‘Replicated’ email that Gatt will report to police for inconsistent formatting
Minister suspected ‘Labour frame-up’ after MaltaToday’s email of Farrugia-Gatt meeting were incorrectly replicated by Times.
A surreal press conference if there ever was one.
Transport minister Austin Gatt today declared he was filing a police report against the Labour Party, accusing them of manipulating an email circulating on Facebook, an email whose contents were first published in MaltaToday on Wednesday.
The problem was... there are three emails. The first one is MaltaToday's, published in its entirety on Wednesday, 13 February in its Midweek print edition; and then on maltatoday.com.mt with a snapshot of the email itself.
The second email is allegedly the same one, but circulating on Facebook.
The third one - and this is where things got messy - was published in The Times's print edition of Thursday, 14 February. Only that it's not strictly the original one: the Times replicated the 'Facebook email' - and it duly captioned the reproduction by stating that it was a replica - however giving the original typos a spellcheck and reformatting it with some broken paragraphs.
The result? A frame-up that may not be a frame-up.
Austin Gatt told journalists today he categorically denied discussing any contracts for the supply of oil to Enemalta during his time as energy minister, with George Farrugia, the Trafigura and Total agent. Indeed, emails between Farrugia and a Total representation show the trader claiming that he had held a meeting with Gatt.
But it was at the point that the Bondiplus presenter Lou Bondì - Gatt's Gozitan cousin - started inquiring about the email that the minister braced himself for his announcement.

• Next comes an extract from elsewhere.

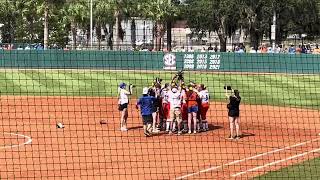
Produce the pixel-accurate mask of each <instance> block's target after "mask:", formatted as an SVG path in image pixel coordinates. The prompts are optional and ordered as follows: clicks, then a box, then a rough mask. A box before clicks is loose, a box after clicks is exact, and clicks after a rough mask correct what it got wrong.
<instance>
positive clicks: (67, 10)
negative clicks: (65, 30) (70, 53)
mask: <svg viewBox="0 0 320 180" xmlns="http://www.w3.org/2000/svg"><path fill="white" fill-rule="evenodd" d="M65 11H66V13H67V16H68V21H69V22H68V23H70V26H71V33H72V41H73V44H72V48H73V49H75V48H76V47H77V31H78V29H79V28H84V27H85V25H86V24H88V21H89V20H88V16H89V14H88V12H89V7H88V3H87V0H69V1H68V5H67V6H66V7H65Z"/></svg>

Ministry aides entered the press conference with A3 copies of the email that appeared in The Times and the one in MaltaToday a day earlier, and the minister proceeded to point out the differences in formatting and spelling. He also pointed out, that in another email, this time from George Farrugia to then Enemalta chairman Tancred Tabone on 4 June 2003, the date appeared in the English language - not in Maltese, as the Farrugia-Total emails carried by the Times and MaltaToday show.
It was only until the intervention of a representative from the Times that it was clearly explained that the newspaper had replicated the contents of the email off the 'Facebook email' - because they did not have the original version - having duly captioned it as a 'replica'.

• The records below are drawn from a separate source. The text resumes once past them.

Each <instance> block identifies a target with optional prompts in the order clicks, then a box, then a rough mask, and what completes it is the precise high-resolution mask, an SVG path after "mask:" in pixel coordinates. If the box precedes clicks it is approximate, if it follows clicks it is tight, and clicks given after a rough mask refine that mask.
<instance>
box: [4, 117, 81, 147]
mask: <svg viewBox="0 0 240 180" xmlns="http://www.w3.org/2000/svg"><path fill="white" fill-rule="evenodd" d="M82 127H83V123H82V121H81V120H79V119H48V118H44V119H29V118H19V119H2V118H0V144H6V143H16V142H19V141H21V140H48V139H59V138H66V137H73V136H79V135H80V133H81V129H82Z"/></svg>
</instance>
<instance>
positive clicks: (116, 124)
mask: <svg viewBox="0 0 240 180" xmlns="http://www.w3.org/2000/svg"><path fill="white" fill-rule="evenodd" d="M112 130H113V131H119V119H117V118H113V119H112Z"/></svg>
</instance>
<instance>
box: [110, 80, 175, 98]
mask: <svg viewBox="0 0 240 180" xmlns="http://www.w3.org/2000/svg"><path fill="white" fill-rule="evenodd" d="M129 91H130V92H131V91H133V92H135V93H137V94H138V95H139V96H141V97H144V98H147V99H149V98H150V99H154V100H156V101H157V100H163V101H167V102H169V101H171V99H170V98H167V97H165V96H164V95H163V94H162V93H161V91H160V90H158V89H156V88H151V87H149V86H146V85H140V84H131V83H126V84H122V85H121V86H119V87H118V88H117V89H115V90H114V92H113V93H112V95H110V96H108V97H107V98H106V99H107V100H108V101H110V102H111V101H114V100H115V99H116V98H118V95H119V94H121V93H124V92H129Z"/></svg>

"If MaltaToday's email is the original version, then the Facebook one is false," Gatt replied. "I have no doubt that the MaltaToday email is the original one," he later said.
Adding further to the confusion was the fact that MaltaToday's snapshot did not capture the email's sentences in their entirety, clipping off some consonants and vowels. As can be seen from the photos, the Times's replica does not include the missing words either.

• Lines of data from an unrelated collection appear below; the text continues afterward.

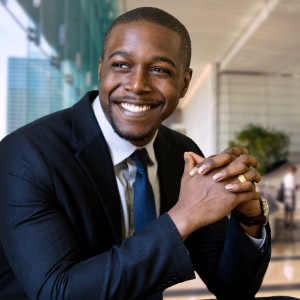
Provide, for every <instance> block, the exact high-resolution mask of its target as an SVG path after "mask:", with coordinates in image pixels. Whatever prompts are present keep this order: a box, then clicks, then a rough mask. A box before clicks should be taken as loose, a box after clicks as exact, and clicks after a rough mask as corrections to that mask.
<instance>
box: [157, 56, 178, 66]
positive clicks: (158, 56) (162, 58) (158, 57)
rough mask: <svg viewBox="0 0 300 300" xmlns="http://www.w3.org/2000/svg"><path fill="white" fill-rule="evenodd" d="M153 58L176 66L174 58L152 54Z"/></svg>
mask: <svg viewBox="0 0 300 300" xmlns="http://www.w3.org/2000/svg"><path fill="white" fill-rule="evenodd" d="M152 59H153V60H157V61H164V62H166V63H168V64H170V65H171V66H173V67H174V68H176V65H175V63H174V62H173V60H172V59H170V58H168V57H165V56H152Z"/></svg>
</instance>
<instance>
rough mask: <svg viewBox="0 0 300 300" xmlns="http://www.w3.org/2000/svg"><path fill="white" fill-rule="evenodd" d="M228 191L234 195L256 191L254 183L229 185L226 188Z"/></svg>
mask: <svg viewBox="0 0 300 300" xmlns="http://www.w3.org/2000/svg"><path fill="white" fill-rule="evenodd" d="M225 188H226V190H227V191H230V192H234V193H241V192H251V191H255V184H254V183H253V182H252V181H245V182H238V183H229V184H227V185H226V186H225Z"/></svg>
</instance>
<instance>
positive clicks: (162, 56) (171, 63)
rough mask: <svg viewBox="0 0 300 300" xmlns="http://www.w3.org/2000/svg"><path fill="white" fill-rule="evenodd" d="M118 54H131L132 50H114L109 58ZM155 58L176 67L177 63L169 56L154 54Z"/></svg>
mask: <svg viewBox="0 0 300 300" xmlns="http://www.w3.org/2000/svg"><path fill="white" fill-rule="evenodd" d="M116 55H120V56H131V55H132V52H131V51H115V52H113V53H112V54H111V55H110V56H109V58H108V59H111V58H112V57H114V56H116ZM152 59H153V60H156V61H163V62H166V63H168V64H170V65H171V66H172V67H174V68H176V65H175V63H174V61H173V60H172V59H170V58H168V57H165V56H158V55H154V56H152Z"/></svg>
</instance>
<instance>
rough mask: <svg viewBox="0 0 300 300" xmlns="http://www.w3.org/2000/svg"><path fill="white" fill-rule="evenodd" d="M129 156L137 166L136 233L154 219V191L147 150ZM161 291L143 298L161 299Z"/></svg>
mask: <svg viewBox="0 0 300 300" xmlns="http://www.w3.org/2000/svg"><path fill="white" fill-rule="evenodd" d="M131 158H132V159H133V161H134V162H135V165H136V167H137V172H136V177H135V185H134V197H133V209H134V231H135V234H138V233H139V232H140V231H141V230H142V229H143V228H144V227H145V226H146V225H147V224H149V223H150V222H151V221H153V220H155V219H156V208H155V200H154V193H153V189H152V186H151V183H150V181H149V177H148V168H147V159H148V152H147V150H146V149H145V148H143V149H141V150H136V151H135V152H134V153H133V154H132V155H131ZM162 299H163V297H162V293H161V292H159V293H156V294H155V295H152V296H150V297H147V299H145V300H162Z"/></svg>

And yet despite this clarification, Gatt insisted that he would still go to the Commissioner of Police on Friday morning to report the alleged 'fabrication' of the email - the Facebook one - claiming that "only Labour stood to benefit" from the "frame-up".
But when it turned out that the 'frame-up' was a confusing replica that the Times had produced, why was he still reporting it to the police?
"I have a suspicion that this is a frame-up, because I believe Labour is behind it. I still think it is valid to go to the police... since this matter is in Labour's interest, the natural suspicion falls on Labour."